As the most highly-affected miners face mounting losses, they cease mining operations and are forced to liquidate their asset holdings. These cyclical trends are referred to as the miner capitulation cycle, and the cycle has major implications for PoW networks. As miners fold, the hash-rate of their respective networks takes a dive, decreasing security. Simultaneously, the market is flooded with digital assets as the miners sell their holdings, which drives prices down. The negative price impacts of miner capitulation cycles are especially important, as they can both catalyse price dips and serve to exacerbate them. While prices decline, more miners are forced to capitulate, which floods the market with more liquidations and further harms prices. Even more miners are forced to fold as a result.

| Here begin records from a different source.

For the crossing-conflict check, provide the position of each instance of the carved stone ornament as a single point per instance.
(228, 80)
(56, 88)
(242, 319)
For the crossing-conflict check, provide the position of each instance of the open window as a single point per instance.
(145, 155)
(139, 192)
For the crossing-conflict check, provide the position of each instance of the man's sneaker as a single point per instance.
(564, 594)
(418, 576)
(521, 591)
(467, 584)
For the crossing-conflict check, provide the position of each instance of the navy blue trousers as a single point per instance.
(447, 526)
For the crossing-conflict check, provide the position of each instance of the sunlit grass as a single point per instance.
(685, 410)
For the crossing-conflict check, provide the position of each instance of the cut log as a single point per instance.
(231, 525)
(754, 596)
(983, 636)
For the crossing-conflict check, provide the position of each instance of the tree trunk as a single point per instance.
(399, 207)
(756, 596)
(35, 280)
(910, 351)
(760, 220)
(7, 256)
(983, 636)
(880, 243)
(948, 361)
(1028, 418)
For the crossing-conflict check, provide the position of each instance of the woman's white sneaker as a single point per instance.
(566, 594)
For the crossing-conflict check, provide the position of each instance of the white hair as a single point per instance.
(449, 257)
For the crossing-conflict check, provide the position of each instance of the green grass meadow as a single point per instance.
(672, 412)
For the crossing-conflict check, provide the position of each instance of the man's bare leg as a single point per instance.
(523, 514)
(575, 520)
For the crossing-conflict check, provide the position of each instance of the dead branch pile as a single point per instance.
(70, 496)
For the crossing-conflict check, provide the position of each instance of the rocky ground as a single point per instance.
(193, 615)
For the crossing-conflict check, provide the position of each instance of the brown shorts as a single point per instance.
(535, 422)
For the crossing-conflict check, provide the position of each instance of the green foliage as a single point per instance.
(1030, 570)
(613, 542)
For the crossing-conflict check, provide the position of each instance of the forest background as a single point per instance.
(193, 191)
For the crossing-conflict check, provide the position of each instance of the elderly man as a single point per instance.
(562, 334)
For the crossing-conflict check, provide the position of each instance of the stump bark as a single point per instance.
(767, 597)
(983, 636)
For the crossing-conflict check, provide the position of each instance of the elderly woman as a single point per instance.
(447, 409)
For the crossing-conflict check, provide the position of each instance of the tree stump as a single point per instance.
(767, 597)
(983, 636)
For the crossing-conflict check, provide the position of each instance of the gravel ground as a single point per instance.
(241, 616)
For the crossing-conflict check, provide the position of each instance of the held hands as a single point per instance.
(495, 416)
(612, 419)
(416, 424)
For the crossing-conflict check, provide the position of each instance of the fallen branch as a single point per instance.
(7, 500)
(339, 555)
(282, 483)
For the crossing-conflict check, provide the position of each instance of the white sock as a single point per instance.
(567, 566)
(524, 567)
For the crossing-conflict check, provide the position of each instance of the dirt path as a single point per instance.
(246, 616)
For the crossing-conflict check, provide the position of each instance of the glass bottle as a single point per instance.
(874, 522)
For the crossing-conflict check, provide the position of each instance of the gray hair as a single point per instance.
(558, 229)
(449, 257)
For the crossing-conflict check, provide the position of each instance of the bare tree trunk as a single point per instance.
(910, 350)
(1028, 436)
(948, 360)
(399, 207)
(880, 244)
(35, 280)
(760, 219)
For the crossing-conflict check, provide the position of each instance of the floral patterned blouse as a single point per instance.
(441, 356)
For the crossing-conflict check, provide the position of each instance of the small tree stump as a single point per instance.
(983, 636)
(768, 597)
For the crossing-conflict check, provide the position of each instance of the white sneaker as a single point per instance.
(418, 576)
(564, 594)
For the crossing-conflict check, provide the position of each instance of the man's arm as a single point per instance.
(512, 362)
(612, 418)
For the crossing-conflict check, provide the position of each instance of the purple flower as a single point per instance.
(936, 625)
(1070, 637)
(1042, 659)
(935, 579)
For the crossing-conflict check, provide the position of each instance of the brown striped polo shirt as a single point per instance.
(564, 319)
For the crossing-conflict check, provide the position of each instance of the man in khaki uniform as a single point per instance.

(See https://cointelegraph.com/news/bitcoin-hash-rate-drops-almost-45-since-2020-peak and https://cointelegraph.com/news/genesis-mining-if-economic-crisis-deepens-bitcoin-will-shine-as-the-new-gold for more information on the miner capitulation cycle.)
Bitcoin Network Hash-rate
Notable dips in hash-rate indicate decreases in mining activity, which can be caused by miners folding due to market pressures.As the consequences of the Coronavirus continue to expand and linger, it could be yet another blow to the independent mining community. It has made mining even less sustainable for small and medium miners primarily by pushing BTC prices down. It’s other impacts, though, are also forcing out miners. Boosted unemployment, risk, and insolvency rates all make amassing an asset like Bitcoin for extended periods less feasible.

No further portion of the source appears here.